I love the conversational exchange between Brandon and Ryan. Its how debating ideals and opinions should be. Not a threat to ones sensibilities, simply point/counter-point/counter-counter-point/etc. There is nothing wrong with disagreeing. No one is forced to think the same, and someone thinking differently than you about literally anything is no reason to ostracize them from your life. Its called mutual respect. There have been quite a few people Id party with that I would not regularly hang out with. But we're civil, had good times, no worries. No biggie. The modern idea that anything that is not my solution is bad and must be corrected is that background noise narrative influencing your thought process. Dont let them win by using your infotainment fatigue to weaponize you through kneejerk outrage.....
Also, RE: taking out misinformation sources. The line is inspiring disruptive and/or violent action of a citizenry against their country BASED ON LIES AND MISINFORMATION!!! THAT IS WHAT GETS YOU A X-90 HELLFIRE THROUGH YOUR WINDOW!!! Simply gathering, bringing a truthful event to light, or being unhappy about how a politician has handled something, or something wrong in the various city services, that is fine. Its A-OK. But pushing the same old bullshit that has been around for decades, blatantly obvious fake images, or inflammatory stories meant to emotionally prime the reader (and I mean quite obviously doing this), purposefully misrepresenting a story through omission or conflation to instill anger in the reader.....Yeah, I personally have had enough of this being respectful or nice to malicious willful ignorance in public. Fuck em all. Let the stupid and those who mislead them die. Stupidity should be painful, and the people that convinced them to jump off the cliffs should die. You cannot convince me otherwise.
While, I understand Brandons obtuse take, its not about all speech.
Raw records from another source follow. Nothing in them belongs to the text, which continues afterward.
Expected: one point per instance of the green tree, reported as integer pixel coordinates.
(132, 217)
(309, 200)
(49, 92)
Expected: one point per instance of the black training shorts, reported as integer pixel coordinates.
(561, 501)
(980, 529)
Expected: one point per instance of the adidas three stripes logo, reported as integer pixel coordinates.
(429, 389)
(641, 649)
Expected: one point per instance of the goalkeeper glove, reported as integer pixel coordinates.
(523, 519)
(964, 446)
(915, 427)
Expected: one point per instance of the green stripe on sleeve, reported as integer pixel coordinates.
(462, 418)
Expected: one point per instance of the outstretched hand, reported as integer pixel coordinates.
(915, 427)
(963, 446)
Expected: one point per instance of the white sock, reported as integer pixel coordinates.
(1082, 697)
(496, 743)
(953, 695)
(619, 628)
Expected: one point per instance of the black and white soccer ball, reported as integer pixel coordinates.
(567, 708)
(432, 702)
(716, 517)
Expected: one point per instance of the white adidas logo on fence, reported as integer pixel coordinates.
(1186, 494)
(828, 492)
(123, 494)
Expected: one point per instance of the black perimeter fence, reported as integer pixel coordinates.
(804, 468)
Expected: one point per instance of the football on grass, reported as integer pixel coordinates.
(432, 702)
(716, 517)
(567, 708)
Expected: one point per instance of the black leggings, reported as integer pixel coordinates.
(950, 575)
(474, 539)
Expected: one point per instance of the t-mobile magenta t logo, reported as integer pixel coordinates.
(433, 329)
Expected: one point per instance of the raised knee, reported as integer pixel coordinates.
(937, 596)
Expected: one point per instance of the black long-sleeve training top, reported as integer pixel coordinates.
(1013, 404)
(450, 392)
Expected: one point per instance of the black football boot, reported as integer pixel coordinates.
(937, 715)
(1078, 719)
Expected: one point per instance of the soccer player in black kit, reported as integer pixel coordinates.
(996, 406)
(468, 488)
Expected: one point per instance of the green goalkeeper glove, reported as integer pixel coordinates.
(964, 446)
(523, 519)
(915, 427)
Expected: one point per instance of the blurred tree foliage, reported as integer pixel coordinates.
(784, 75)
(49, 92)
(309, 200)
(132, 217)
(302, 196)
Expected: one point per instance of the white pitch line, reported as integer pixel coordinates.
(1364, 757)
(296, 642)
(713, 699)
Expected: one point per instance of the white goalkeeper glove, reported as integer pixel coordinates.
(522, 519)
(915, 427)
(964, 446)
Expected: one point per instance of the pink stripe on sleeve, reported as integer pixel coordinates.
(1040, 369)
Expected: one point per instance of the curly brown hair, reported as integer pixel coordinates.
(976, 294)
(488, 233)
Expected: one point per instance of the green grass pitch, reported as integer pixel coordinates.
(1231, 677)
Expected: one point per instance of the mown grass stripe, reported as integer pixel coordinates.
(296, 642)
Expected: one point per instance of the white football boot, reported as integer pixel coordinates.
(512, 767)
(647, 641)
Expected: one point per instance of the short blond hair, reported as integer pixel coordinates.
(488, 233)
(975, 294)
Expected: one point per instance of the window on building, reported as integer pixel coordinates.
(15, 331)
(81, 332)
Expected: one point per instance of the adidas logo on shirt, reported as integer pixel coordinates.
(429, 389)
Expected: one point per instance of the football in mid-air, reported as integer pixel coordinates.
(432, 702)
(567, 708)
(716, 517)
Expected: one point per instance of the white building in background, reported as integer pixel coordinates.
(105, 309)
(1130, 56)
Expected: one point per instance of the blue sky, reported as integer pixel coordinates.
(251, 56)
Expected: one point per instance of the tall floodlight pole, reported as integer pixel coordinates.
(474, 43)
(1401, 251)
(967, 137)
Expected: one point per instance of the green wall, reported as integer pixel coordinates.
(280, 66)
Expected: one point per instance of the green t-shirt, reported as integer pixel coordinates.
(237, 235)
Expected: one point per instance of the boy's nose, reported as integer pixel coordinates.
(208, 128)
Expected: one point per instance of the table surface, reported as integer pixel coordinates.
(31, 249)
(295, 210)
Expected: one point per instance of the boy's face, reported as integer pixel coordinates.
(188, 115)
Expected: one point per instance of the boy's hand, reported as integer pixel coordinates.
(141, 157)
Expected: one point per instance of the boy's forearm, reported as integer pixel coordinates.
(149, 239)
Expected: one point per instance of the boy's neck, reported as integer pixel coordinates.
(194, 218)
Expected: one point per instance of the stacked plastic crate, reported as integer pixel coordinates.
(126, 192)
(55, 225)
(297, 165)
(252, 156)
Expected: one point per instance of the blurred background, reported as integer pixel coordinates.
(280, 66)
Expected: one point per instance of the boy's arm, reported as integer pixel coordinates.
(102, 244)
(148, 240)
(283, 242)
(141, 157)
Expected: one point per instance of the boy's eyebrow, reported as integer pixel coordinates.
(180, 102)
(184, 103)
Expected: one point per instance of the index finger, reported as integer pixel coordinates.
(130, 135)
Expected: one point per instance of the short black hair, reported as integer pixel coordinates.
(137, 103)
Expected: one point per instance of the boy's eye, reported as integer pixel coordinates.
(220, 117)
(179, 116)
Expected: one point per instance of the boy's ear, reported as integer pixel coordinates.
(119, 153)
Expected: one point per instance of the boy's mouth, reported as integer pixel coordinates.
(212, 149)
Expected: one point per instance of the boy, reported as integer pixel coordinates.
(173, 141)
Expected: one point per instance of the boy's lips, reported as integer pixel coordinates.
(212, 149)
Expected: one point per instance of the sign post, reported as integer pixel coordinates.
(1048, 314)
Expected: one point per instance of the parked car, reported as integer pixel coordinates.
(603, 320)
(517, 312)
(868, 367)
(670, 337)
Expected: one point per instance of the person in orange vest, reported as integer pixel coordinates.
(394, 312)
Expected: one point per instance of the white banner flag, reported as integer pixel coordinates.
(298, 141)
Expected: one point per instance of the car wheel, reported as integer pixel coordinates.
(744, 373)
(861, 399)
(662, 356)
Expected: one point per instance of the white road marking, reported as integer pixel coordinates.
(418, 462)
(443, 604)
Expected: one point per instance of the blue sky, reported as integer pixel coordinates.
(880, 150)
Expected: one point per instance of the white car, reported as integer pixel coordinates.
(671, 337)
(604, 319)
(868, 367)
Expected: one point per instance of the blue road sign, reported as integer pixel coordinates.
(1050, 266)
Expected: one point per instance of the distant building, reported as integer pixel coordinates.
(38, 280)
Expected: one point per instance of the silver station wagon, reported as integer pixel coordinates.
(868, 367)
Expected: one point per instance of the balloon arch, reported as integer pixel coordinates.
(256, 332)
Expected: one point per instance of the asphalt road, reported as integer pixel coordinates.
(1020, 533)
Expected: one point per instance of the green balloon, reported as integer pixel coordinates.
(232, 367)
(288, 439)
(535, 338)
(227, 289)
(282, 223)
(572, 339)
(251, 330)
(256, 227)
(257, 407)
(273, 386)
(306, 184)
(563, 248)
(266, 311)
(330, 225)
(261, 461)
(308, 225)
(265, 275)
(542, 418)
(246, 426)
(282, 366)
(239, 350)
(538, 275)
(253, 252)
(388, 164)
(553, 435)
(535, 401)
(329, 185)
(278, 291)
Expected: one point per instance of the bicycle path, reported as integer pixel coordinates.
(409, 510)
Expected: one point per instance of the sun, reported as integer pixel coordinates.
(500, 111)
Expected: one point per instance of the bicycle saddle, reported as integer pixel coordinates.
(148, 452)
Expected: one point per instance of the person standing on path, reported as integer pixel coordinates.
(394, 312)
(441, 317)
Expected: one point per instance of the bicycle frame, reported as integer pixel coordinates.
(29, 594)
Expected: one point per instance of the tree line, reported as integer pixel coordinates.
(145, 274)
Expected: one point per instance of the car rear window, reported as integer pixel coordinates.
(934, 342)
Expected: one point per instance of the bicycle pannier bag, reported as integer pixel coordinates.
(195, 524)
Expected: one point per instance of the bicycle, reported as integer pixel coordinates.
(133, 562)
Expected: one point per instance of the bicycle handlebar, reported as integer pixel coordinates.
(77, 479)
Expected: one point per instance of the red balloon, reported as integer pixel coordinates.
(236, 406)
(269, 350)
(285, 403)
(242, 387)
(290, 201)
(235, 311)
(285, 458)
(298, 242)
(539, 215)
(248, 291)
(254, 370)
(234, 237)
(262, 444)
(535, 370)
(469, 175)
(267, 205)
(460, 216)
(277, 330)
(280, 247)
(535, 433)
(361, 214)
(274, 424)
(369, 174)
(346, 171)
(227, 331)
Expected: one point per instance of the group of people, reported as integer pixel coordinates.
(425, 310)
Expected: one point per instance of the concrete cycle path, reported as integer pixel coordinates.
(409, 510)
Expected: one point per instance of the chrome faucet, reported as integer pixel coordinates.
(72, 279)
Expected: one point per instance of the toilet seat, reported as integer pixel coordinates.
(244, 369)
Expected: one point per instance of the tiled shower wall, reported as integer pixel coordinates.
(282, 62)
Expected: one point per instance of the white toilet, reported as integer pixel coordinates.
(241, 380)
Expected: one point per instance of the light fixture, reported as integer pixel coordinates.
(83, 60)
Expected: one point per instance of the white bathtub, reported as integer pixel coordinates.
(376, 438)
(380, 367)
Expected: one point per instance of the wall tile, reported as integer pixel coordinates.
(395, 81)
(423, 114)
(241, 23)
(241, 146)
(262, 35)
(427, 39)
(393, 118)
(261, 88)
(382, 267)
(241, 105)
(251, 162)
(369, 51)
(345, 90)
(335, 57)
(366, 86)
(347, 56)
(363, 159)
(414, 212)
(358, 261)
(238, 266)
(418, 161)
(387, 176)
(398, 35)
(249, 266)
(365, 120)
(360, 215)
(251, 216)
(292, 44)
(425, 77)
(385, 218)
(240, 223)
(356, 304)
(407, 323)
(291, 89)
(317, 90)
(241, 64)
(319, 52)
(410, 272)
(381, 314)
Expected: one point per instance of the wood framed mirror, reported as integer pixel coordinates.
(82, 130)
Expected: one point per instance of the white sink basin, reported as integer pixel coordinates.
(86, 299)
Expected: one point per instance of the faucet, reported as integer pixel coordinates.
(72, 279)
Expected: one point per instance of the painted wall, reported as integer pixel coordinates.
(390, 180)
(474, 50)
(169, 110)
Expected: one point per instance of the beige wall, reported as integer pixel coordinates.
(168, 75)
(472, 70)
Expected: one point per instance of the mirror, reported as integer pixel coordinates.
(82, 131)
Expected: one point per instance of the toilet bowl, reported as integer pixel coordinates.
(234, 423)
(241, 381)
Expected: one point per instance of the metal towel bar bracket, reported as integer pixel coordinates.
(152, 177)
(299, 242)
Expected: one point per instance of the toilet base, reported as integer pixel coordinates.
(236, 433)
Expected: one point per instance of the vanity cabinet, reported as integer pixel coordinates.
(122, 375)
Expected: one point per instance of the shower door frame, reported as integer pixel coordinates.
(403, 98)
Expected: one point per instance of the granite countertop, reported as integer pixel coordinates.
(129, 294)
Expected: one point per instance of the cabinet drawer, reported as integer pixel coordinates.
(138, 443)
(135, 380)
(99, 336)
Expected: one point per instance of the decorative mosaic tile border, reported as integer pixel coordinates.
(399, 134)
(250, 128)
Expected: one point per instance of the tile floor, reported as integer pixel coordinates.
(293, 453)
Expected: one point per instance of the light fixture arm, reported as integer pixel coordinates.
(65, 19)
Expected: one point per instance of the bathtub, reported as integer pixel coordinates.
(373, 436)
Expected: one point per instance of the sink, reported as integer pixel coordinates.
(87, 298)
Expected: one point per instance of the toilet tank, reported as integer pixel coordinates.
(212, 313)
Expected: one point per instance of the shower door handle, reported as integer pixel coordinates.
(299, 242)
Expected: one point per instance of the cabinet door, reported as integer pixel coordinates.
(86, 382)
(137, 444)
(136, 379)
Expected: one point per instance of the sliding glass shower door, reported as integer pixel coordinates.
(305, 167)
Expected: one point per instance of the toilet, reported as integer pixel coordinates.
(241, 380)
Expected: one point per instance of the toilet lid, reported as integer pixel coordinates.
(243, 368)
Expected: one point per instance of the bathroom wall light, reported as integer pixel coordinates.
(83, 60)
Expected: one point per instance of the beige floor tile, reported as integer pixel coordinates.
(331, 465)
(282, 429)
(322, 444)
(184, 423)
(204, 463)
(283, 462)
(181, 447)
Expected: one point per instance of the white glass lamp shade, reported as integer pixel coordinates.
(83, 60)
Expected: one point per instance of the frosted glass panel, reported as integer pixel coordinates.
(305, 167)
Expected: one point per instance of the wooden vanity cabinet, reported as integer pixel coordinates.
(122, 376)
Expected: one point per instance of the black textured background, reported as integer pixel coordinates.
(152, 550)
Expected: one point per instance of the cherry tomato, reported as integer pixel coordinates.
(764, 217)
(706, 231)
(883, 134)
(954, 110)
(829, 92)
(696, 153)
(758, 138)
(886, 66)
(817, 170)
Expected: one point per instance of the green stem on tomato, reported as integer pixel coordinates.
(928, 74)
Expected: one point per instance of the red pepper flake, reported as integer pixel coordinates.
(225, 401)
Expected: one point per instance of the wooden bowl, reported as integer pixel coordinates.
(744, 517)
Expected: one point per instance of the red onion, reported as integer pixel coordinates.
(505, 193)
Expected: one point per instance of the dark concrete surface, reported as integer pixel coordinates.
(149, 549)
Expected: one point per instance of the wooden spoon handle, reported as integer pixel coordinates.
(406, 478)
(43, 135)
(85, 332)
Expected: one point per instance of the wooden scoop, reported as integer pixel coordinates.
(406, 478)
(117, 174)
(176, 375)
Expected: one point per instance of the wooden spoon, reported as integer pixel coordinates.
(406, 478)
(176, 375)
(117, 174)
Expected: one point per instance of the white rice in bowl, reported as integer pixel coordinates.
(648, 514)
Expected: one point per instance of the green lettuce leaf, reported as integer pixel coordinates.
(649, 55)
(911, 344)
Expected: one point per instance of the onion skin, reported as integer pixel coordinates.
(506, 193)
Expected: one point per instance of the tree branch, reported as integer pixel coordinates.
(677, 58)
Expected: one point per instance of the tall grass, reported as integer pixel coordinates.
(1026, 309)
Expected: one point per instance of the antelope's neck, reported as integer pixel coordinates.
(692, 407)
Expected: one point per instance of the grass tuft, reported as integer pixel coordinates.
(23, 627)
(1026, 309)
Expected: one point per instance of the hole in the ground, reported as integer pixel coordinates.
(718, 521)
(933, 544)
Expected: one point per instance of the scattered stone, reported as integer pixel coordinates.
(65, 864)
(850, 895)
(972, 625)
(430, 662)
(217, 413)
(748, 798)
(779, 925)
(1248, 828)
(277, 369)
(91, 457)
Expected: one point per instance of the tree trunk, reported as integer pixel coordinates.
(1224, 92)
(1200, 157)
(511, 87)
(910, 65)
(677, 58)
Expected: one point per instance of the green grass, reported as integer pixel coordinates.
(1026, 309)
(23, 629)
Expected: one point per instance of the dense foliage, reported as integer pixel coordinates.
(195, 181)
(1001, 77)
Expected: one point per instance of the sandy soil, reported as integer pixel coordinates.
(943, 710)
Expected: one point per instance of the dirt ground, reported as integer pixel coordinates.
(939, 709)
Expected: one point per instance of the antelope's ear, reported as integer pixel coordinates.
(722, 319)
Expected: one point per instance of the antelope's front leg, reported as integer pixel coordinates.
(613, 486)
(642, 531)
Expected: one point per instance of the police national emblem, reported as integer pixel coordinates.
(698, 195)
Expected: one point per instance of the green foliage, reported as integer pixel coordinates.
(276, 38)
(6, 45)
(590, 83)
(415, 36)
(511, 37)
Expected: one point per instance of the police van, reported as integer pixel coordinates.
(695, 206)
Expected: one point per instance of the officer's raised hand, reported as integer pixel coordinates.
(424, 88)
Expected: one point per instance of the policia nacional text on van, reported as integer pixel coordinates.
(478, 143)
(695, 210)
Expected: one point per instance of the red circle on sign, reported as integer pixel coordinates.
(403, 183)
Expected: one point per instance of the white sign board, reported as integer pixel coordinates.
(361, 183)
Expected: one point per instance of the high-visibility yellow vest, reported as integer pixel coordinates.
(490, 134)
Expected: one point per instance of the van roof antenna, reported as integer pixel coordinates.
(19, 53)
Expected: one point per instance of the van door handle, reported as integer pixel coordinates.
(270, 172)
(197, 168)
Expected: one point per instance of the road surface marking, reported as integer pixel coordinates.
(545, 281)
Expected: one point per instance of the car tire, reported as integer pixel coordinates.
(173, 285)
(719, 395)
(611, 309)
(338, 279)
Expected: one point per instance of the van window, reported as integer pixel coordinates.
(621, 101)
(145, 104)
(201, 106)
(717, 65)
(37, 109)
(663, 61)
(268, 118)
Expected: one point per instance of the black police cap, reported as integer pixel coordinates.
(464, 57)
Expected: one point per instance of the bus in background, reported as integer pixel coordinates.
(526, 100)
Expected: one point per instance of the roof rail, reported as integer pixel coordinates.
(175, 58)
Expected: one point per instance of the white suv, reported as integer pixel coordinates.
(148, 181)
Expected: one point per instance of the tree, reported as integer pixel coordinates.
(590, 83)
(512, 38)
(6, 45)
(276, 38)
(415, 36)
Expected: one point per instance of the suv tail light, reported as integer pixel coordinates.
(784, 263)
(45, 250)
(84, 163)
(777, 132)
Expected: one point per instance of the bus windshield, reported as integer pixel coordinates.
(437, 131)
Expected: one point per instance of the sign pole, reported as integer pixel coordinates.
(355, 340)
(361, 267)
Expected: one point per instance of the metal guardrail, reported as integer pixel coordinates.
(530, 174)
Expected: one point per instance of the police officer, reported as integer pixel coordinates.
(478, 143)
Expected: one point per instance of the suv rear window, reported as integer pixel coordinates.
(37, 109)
And I agree, like smut, "Ill know it when I see it" is problematic. However, we're not talking about every little naysayer, we're talking about known provable weaponized misinformation farms. Besides, fighting words are illegal. So really, we've already agreed some speech is not acceptable due to the events it inspires, and we're just negotiating over price at this point.....
Does this mean Ryan Macbeth is cool with the US assassinating Tim Poole?
reposting my line.
AND THEN the Pentagon adjusted the rules for lethal force to be OK to use on American citizens.